Veo arder mi cultura, y escucho las campanas enemigas repicar a gloria. ¿A qué gloria? ¿A qué unidad aspiran los feroces? ¿El camino de la unidad será el destrozo, la violencia de los cuerpos y de las fes y de las opiniones, la aniquilación de cuanto no sea idéntico?
En Ronda han muerto tantos que la sierra Bermeja se llamará desde ahora bermeja por la sangre, no por el matiz de sus piedras; las sublevaciones de la Alpujarra se han ahogado en más sangre todavía.
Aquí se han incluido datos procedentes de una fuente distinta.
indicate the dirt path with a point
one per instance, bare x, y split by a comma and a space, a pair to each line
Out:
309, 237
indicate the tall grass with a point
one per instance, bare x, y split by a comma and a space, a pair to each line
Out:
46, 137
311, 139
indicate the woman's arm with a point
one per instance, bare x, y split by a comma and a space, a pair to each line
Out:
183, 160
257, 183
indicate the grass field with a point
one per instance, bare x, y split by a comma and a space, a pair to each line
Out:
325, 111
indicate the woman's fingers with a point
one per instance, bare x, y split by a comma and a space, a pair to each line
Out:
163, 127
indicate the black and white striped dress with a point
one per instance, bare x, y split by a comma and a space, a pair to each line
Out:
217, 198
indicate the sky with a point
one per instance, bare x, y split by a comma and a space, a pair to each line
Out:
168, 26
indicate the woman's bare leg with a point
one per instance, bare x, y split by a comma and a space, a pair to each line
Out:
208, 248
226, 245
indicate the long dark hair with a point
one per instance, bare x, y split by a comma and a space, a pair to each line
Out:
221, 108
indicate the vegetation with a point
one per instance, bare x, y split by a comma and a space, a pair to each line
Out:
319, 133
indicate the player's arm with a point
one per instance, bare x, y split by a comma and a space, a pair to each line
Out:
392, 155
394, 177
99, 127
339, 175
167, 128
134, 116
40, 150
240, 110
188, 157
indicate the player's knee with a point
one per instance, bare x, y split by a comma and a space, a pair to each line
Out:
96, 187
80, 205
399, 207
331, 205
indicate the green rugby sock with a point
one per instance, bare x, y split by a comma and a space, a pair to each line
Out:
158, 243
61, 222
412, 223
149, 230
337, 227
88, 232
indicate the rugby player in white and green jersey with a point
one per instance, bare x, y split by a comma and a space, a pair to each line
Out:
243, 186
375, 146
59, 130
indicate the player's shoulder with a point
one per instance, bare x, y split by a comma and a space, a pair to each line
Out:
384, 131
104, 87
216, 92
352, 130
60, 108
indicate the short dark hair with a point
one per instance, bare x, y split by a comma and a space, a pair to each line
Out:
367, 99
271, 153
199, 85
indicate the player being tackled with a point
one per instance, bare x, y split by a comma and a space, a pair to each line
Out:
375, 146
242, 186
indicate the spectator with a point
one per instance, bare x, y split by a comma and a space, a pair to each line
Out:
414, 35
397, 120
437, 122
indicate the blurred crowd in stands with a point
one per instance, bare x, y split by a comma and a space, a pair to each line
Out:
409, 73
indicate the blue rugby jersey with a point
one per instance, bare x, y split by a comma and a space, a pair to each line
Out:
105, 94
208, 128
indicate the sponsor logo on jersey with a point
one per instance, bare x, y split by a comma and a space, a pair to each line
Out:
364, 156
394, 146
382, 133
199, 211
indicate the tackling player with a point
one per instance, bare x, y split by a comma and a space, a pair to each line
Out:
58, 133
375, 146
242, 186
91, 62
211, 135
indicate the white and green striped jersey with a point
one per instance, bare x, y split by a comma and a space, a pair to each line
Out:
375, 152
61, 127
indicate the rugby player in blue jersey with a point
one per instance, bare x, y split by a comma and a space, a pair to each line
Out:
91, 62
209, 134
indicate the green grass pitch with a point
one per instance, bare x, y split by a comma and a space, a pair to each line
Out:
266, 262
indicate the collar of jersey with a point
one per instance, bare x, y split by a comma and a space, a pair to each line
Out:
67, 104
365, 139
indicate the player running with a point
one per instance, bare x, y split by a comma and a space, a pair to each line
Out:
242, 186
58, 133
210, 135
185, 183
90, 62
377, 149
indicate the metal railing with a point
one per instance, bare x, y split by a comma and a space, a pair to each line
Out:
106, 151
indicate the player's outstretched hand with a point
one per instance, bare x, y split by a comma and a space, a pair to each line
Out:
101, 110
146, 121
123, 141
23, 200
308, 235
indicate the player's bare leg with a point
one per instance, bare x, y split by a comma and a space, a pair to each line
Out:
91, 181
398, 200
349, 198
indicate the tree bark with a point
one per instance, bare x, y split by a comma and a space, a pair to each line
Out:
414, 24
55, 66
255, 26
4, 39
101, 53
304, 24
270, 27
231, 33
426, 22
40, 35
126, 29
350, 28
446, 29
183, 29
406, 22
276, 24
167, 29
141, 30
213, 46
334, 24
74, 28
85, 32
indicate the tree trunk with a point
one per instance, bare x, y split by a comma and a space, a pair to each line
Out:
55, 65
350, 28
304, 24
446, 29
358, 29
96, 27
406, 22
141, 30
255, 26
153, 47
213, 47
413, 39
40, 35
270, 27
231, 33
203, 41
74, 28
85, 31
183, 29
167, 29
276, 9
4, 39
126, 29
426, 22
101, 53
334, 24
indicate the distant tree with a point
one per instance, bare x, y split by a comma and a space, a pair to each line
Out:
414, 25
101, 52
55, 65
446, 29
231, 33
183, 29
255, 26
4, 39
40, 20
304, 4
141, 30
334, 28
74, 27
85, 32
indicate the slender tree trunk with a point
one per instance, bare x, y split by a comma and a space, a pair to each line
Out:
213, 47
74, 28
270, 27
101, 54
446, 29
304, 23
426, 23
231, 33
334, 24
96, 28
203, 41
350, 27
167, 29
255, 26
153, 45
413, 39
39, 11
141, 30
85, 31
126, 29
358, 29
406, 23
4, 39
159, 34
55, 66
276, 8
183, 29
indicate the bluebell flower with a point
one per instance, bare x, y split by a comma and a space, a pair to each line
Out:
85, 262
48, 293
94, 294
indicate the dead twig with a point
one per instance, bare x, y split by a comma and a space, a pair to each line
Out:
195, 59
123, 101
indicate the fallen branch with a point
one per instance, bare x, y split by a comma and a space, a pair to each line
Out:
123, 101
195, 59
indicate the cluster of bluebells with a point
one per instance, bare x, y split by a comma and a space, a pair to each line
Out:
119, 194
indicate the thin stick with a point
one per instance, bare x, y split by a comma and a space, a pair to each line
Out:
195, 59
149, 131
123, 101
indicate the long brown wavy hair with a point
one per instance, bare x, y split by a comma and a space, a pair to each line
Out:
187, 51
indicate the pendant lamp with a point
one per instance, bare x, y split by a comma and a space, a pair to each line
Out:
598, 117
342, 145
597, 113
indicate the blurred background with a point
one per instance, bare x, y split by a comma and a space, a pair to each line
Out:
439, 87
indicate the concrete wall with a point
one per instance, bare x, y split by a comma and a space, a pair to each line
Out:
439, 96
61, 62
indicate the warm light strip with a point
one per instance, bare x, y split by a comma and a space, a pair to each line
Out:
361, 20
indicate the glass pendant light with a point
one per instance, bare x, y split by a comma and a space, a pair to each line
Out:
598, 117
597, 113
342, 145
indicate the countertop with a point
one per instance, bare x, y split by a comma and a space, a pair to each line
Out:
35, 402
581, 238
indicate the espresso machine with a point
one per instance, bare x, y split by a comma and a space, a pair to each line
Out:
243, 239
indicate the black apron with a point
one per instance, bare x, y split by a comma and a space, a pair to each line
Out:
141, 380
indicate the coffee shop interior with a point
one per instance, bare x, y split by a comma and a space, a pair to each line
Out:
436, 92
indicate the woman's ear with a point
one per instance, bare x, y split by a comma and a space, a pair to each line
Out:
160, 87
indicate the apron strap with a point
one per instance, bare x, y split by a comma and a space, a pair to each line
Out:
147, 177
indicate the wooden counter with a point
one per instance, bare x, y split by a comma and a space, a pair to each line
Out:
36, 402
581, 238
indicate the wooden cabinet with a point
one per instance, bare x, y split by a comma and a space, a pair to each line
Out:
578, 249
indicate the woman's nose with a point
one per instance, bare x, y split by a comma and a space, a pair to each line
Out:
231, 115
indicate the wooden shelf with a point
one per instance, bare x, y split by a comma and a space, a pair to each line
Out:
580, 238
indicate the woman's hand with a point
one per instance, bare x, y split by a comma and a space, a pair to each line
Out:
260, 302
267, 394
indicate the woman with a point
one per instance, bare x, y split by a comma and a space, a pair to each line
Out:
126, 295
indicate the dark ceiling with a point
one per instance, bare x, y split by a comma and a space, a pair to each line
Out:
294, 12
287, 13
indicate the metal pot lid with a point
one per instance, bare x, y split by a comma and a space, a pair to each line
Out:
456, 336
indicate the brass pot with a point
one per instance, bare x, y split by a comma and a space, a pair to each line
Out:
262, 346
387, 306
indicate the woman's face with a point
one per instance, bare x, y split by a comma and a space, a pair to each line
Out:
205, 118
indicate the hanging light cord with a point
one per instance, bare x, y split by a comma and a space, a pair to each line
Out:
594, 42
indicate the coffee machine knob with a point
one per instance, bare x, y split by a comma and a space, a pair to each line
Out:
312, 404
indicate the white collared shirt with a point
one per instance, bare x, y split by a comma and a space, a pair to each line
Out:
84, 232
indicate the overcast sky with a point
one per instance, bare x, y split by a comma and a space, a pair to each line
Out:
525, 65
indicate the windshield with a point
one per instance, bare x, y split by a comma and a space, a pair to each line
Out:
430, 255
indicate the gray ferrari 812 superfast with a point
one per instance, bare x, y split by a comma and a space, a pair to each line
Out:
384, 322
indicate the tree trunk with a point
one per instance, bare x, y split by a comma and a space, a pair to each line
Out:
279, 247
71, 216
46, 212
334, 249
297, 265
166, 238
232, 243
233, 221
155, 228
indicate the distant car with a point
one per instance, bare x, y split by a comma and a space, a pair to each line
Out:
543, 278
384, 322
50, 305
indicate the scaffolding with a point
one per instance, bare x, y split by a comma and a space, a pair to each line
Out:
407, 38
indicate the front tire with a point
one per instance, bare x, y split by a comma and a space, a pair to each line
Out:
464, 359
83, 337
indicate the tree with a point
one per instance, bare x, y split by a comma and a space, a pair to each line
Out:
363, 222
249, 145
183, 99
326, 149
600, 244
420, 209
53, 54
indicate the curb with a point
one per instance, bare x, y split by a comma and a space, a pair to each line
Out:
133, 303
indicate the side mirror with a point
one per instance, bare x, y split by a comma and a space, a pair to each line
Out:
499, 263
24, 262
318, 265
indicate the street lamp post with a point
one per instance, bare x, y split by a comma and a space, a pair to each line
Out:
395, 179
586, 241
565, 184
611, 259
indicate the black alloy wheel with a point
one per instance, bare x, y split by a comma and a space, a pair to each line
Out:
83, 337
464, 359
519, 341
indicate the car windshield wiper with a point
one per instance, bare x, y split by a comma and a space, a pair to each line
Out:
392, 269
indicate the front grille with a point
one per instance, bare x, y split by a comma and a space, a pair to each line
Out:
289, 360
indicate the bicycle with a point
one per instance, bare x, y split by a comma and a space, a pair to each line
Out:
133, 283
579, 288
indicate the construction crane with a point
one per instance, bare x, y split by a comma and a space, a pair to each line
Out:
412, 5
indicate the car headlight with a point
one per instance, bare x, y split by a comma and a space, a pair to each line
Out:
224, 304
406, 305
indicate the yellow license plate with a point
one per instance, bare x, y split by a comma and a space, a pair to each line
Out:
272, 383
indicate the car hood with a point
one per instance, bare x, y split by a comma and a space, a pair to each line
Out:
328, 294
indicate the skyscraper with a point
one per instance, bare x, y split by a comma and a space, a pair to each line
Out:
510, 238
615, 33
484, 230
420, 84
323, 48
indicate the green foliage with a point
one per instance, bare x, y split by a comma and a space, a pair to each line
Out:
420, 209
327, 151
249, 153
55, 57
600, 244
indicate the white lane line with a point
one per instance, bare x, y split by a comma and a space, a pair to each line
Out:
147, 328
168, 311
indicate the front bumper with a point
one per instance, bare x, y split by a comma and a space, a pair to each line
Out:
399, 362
Toda aquella belleza sumida en sangre y llanto. Qué cristiana manera de cristianizar la de expedir al Paraíso a quienes les estorban. Qué falsía la de disfrazar la política con los recados de la divinidad. ‘O bautizarse, o pasar a África en las naves del rey, a diez doblas por cabeza’; pero previamente les habían arrapado las doblas. ¿Qué le dirán de noche a su Dios esos reyes, si es que de verdad creen en Él? Los criminales por decreto divino, los torturadores de la fe, ¿cómo rezarán a su Dios?
Muchos granadinos de los que pasaron al Norte de África, aún resisten dedicados a la piratería.
Quizá no esperan volver ellos mismos un día, sino que luchan para sus hijos y para sus nietos. Hay momentos en que me devora la necesidad de poner mi nombre y mi bandera carmesí al frente de ellos y de morir con ellos. Su pasión es la que ha ratificado a los cristianos en que el único medio de vender al Islam es cortar con el cuchillo de la religión las vías del Estrecho. Bautizar a los musulmanes de la Península, pero conquistar también y convertir, para mayor descanso, las plazas costeras africanas.
Y aquí se han presentado. ¿Se dejará engañar por ellos su Dios?
¿Se engañan a sí mismos? Conquistaron Orán por el puro botín; a nadie le interesaba convertir a nadie, ni convencer a nadie; la rapiña tan sólo: degollar, acuchillar, picar como toros a ‘la morisma’ para acabar con ella. No han dejado más de 80 moros vivos.